This was my first real cooking since I came back from DC. I ate and ate and ate there, so I didn't want to really cook. Plus the larder was pretty bare (it still is), so I didn't have much to cook until after yesterday's farmers market trip. We did have some local black angus flat iron steak that Gary had thawed, marinated, and partially cooked, so I knew I needed to use that. Generally, I'm not much of a meat eater, but I bought this after talking to the farmer (rancher?) and it was a huge piece of meat for $9, and it makes my boys happy. I took some zucchini, tomatoes, bunching onions, and basil (some of which had been languishing in the produce drawer for a week or two) and made a simple sautee (the leftovers have been added to my frozen ragu from a couple of weeks ago), and sliced up the potatoes, drizzled them with olive oil, topped with kosher salt, and roasted them. I am a potato fanatic. These were between golf-and-baseball sized, and I could have eaten six of them. I only made 4 to prevent that from happening. I ate 2.
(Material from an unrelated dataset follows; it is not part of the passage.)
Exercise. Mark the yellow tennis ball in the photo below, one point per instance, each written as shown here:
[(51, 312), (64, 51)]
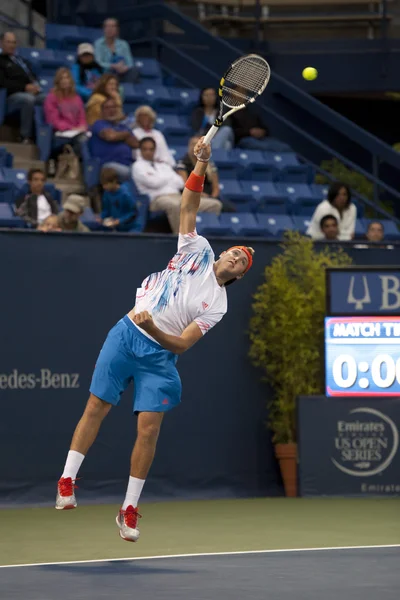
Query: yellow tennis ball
[(310, 73)]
All of the veggies came from my friends at Whitton Flower and Produce. The potato recipe came from Mark Bittman's Minimalist Cooks at Home, which I cannot find anywhere (and it's making me a little crazy, because it's my favorite cookbook and I'm a little afraid that I inadvertently purged it at the end of June when I was doing the great de-junk). It has a name, but I have no idea what it is. Fancy Crispy Potatoes, we'll call it for now.
We also got some slam-fanstastic peaches at the market yesterday- about 25 of them. Elbertas, the "regular" kind, and some big white-fleshed varieties (sorry I didn't pay attention) that is making me crave a bellini (4 T white peach puree per bottle of prosecco), so maybe when I do "real" grocery shopping later today I'll pick up some prosecco and indulge!
3 comments:
Delicious...this is what I mean...I should just move to your town right now! I'm not a big meat and potato person (I was a vegetarian for 15 years), but this looks heavenly. I'd like to get a copy of that book myself...feel the same about potatoes! Amazing what you "throw together.
Hey, AbeBooks.com has several copies of the Minimalist Cooks book for dirt cheap. It looks like a great resource; I just may snag a copy.
You have a wonderful blog, and I thank Maya for reminding me about your wonderful pottery!
Thanks to both of you- I'll go look at AbeBooks today. I was really about to cry in my proverbial soup about that book!